Sensation seeking is a personality factor that could have an important role in HIV risk behavior. Sensation seeking focuses on the need for new and varied experiences through uninhibited behavior, these include dangerous activities, a non-conventional life-style and a rejection of monotony. [41] Sensation seeking trait was assessed under the four different characteristics in the present study [Table 3]. Thrill and adventure seeking, experience seeking and boredom susceptibility revealed statistically significant higher scores in asymptomatic HIV patients compared with HIV seronegative controls. However, disinhibition scores did not reveal any statistically significant difference between two groups. These findings were similar to findings of earlier studies. [42],[43],[44],[45] High sensation seeking trait may play a vital role in engaging in high-risk behavior resulting in this dreaded illness. More complementary studies are needed to identify different aspects of sensation seeking and methods of effective intervention for prevention of HIV.

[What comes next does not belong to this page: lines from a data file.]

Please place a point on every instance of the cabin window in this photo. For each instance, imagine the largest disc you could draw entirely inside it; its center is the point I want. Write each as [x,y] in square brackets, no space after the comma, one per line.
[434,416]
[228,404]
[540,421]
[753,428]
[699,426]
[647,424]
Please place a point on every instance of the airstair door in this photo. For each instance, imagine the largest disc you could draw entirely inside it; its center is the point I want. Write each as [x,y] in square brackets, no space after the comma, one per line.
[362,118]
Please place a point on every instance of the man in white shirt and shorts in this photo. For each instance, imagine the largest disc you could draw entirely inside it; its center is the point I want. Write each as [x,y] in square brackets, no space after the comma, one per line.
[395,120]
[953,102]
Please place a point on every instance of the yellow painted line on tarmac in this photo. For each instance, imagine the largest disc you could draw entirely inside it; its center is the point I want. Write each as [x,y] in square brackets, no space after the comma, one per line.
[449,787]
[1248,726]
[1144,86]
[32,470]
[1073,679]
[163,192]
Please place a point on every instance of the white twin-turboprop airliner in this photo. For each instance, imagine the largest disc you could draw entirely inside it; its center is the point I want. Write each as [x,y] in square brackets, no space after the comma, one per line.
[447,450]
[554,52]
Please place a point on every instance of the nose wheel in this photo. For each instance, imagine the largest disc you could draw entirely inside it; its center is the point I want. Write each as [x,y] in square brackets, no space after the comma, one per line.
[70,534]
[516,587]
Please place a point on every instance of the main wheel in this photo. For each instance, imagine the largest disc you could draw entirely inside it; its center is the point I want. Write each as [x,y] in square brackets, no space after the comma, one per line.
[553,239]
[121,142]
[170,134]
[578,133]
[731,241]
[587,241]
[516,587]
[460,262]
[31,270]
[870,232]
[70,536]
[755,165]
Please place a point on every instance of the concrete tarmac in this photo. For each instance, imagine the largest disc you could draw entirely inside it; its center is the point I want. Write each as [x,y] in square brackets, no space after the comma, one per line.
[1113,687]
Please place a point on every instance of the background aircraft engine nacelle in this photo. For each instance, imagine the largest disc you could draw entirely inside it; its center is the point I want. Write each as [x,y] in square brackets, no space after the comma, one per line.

In the present study, HIV seropositive patients had significantly higher incidence of psychiatric disorders including alcohol dependence, adjustment disorder and sexual dysfunction [Table 4]. Five out of the nine HIV seropositive patients with sexual dysfunction had no concurrent Axis 1 diagnosis. Impaired sexual functioning contributes to diminished quality of life for seropositive patients, many of whom report this as a significant loss in their lives. The high prevalence of sexual dysfunction in these patients is an important finding given the low base rates of this disorder in male population under age 44. All the men experienced sexual dysfunction after notification of HIV positive status. This finding is consistent with earlier studies in service personnel. [24],[46] Overall, there was moderate agreement between interviewer's diagnosis of depression and patient's self-report of depressive symptoms on an assessment scale in the present study, consistent with the findings of an earlier study. [47]

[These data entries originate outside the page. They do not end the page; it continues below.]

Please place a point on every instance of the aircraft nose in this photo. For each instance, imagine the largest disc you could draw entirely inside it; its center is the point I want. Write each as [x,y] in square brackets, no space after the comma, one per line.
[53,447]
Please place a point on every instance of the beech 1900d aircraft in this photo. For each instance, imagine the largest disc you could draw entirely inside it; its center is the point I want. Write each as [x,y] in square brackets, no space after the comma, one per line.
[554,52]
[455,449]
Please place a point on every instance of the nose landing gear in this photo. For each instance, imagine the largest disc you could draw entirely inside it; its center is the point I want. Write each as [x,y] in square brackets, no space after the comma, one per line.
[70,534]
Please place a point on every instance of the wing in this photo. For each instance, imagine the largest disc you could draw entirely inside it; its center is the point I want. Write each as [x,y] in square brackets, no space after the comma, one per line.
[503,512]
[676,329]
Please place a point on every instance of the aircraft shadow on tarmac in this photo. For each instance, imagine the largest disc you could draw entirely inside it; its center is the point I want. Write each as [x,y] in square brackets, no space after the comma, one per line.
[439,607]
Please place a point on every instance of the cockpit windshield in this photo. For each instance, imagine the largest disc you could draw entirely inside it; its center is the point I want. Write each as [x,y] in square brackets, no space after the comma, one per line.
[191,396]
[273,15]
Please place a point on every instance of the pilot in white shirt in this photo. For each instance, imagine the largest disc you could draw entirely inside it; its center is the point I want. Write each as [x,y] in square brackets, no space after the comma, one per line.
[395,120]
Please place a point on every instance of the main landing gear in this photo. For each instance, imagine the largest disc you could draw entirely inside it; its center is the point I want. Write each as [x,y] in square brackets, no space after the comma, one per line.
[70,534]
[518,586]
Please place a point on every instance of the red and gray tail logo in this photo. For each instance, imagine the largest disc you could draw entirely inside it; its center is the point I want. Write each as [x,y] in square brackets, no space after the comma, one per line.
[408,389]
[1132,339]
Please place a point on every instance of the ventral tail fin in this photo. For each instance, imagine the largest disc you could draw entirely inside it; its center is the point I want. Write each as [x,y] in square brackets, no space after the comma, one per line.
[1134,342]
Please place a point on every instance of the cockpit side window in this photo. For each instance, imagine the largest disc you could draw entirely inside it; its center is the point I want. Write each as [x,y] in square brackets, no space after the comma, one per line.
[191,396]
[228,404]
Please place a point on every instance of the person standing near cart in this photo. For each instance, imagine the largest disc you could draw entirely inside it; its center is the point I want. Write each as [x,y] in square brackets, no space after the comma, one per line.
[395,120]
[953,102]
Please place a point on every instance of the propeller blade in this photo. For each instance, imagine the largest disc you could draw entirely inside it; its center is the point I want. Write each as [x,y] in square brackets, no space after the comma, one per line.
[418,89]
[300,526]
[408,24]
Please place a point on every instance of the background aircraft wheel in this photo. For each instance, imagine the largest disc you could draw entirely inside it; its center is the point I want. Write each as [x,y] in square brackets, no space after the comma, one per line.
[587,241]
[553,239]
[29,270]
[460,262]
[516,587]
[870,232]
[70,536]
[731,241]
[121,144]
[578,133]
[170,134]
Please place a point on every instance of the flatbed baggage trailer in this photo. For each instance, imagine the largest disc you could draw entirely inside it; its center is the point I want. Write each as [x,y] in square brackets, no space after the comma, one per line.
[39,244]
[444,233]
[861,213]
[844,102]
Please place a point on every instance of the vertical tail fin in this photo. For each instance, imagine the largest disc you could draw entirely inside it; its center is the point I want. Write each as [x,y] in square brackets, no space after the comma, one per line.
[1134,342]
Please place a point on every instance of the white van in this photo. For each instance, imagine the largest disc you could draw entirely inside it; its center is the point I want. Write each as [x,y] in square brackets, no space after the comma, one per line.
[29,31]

The significantly higher prevalence of alcohol dependence syndrome confirmed the findings by Rosenberg et al. [23] who reported alcohol as the strongest predictor of HIV drug risk behaviors, stronger than drug use generally. Most patients with substance abuse disorders had developed these disorders before acquiring HIV which is in agreement with earlier report. [48] Substance abusers are prone to have high risk sexual behaviors, as there is a higher rate of non-inhibition, impaired judgment and impulsivity. [1],[49] For these same reasons, they tend to be less compliant with anti-retroviral regimens. [50] Furthermore, alcohol use can accelerate HIV disease progression. [51] Mounting evidence suggests that these patients have accelerated and more severe neurocognitive dysfunction compared with non-substance-abusing HIV-infected populations. [52],[53]


Psychiatric morbidity is significantly higher in asymptomatic HIV patients as compared to HIV seronegative controls. Among the individual disorders, alcohol dependence syndrome, sexual dysfunction and adjustment disorder were significantly increased compared with HIV seronegative controls. High sensation seeking and substance abuse found in HIV seropositive patients may play a vital role in engaging in high-risk behavior resulting in this dreaded illness.